We have taken top 5 events on the basis of total damage on property and crop. We are trying to look into the trend of these top eventsfrom 2011 - 2016. We have top 5 events : FlashFlood, Flood, Hail, Hurricane, Tropical Storm. Along with these, thunderstorm is also taken since it is one of the most happening uniform event in 2016.
#Add column which contains the sum of amount of damage property and damage crops
dataall_na_addcol <- dataall_update[,c(8,9,11,12,13,18,25,26)]
dataall_na_addcol$DAMAGE_OVERALL <- (dataall_na_addcol$DAMAGE_PROPERTY + dataall_na_addcol$DAMAGE_CROPS)
# plotting
dataall_na_addcol$date <- as.POSIXct(dataall_na_addcol$BEGIN_DATE_TIME,format = "%d-%b-%y %H:%M:%S")
# making subset of the damage as thuderstorm is the most occuring event each year-
dataset_thunder <- subset(dataall_na_addcol,EVENT_TYPE=="Thunderstorm Wind")
dataset_thunder <- dataset_thunder[c(9,10)]
dataset_thunder$date <- as.Date(dataset_thunder$date)
# for relative scaling, removed data with damage 0 and greater than 50000
dataset_thunder1 <- subset(dataset_thunder,subset = DAMAGE_OVERALL>0 & DAMAGE_OVERALL<50000 , select = c(DAMAGE_OVERALL,date))
# plot time series
ts_thunder<- ts(dataset_thunder1$DAMAGE_OVERALL,start=c(2011,1),end=c(2016,12),frequency = 12)
plot(ts_thunder, type="l",col="blue", xlab = "Date",ylab="Relative Damage", main = "Time series of Thunderstorm")
We can see that thunderstorm is almost occurring in every year through out the months. Here 0 is relative rather than the absolute value.
Similar trend plots are done for top 5 events as below
# Creating plot for top 5 damage causing events- 1. Flash Flood
dataset_flashflood <- subset(dataall_na_addcol,EVENT_TYPE=="Flash Flood")

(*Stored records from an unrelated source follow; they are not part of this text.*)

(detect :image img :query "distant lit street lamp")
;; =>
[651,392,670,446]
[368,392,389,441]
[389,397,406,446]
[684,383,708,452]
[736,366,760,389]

dataset_flashflood <- dataset_flashflood[c(9,10)]
dataset_flashflood$date <- as.Date(dataset_flashflood$date)
dataset_flashflood1 <- subset(dataset_flashflood,subset = DAMAGE_OVERALL>0 , select = c(DAMAGE_OVERALL,date))
ts_flashflood<- ts(dataset_flashflood1$DAMAGE_OVERALL,start=c(2011,1),end=c(2016,12),frequency = 12)

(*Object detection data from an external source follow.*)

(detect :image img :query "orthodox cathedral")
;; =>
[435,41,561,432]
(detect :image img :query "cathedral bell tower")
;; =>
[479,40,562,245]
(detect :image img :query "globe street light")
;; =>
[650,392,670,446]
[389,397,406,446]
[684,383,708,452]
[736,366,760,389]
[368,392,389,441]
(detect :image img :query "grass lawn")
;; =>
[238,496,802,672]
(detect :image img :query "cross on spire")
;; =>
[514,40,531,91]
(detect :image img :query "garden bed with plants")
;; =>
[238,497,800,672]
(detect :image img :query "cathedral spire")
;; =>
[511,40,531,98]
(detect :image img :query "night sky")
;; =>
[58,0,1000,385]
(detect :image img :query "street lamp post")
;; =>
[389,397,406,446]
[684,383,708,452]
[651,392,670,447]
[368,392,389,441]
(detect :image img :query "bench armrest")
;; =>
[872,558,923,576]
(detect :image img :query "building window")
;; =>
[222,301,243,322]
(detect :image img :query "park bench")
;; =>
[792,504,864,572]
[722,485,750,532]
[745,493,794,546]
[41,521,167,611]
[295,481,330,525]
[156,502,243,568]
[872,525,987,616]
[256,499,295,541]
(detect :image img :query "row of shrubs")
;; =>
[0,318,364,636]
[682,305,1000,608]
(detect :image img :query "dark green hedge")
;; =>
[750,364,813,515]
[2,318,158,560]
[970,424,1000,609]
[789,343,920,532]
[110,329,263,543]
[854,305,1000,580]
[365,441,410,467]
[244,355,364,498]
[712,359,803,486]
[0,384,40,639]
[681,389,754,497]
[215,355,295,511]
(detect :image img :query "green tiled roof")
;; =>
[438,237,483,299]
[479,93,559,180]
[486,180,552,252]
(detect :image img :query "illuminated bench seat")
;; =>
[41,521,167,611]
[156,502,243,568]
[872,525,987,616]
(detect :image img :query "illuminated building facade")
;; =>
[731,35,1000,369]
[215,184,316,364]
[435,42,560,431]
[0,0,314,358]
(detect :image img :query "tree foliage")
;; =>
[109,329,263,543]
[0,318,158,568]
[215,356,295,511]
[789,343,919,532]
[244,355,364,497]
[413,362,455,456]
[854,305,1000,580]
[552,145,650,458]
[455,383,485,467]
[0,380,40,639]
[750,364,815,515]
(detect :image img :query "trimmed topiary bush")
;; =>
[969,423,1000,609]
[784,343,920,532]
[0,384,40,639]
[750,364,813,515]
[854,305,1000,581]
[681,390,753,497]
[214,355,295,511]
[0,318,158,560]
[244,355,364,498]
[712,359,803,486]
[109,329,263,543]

plot(ts_flashflood, type="l",col="blue", xlab = "Date",ylab="Relative Damage", main = "Time series of Flash Flood")
# 2. Flood
dataset_flood <- subset(dataall_na_addcol,EVENT_TYPE=="Flood")

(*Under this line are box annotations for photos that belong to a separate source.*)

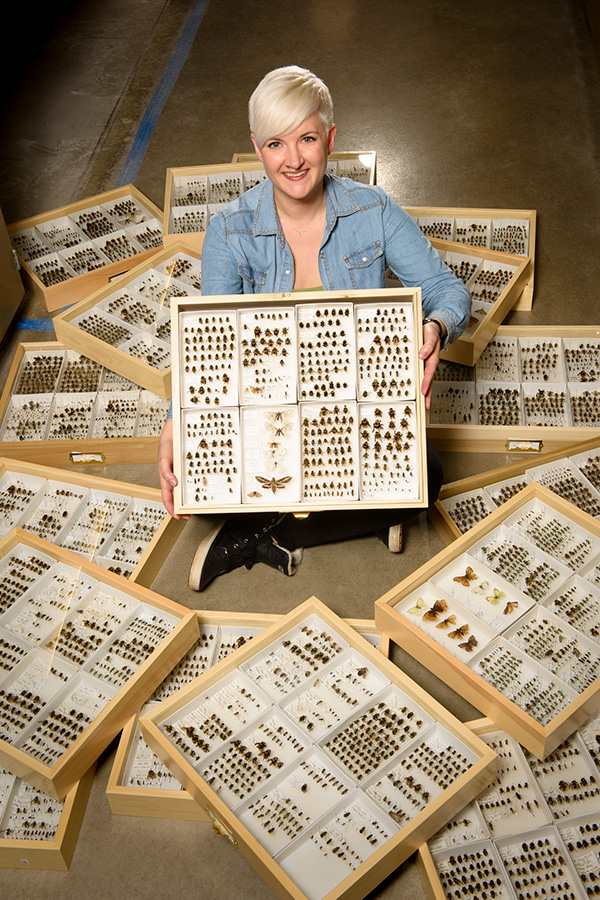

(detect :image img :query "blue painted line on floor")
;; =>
[115,0,209,187]
[17,319,54,331]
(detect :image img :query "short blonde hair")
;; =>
[248,66,333,147]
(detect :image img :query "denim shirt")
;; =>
[202,173,471,344]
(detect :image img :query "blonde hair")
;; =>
[248,66,333,147]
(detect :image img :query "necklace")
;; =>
[279,197,325,235]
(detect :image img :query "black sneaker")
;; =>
[188,516,278,591]
[255,533,304,575]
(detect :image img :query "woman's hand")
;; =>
[419,320,445,409]
[158,419,189,519]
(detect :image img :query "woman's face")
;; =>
[252,113,335,201]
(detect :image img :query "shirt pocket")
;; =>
[238,263,267,294]
[344,241,385,288]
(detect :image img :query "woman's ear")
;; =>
[327,125,337,153]
[250,133,262,162]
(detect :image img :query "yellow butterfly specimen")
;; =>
[448,625,469,640]
[409,597,425,616]
[473,581,490,594]
[458,634,477,653]
[435,616,456,628]
[452,566,477,587]
[423,600,448,622]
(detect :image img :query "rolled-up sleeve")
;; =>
[383,194,471,346]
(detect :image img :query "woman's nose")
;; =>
[285,144,302,169]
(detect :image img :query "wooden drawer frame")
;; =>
[0,528,198,800]
[106,611,390,822]
[375,483,600,759]
[415,718,596,900]
[8,184,163,312]
[140,597,497,900]
[53,246,201,397]
[404,206,537,312]
[0,762,96,872]
[427,325,600,453]
[0,340,172,466]
[427,438,600,544]
[163,150,376,250]
[171,288,427,515]
[0,457,185,588]
[431,240,531,366]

dataset_flood <- dataset_flood[c(9,10)]
dataset_flood$date <- as.Date(dataset_flood$date)
dataset_flood1 <- subset(dataset_flood,subset = DAMAGE_OVERALL>0 , select = c(DAMAGE_OVERALL,date))
ts_flood<- ts(dataset_flood1$DAMAGE_OVERALL,start=c(2011,1),end=c(2016,12),frequency = 12)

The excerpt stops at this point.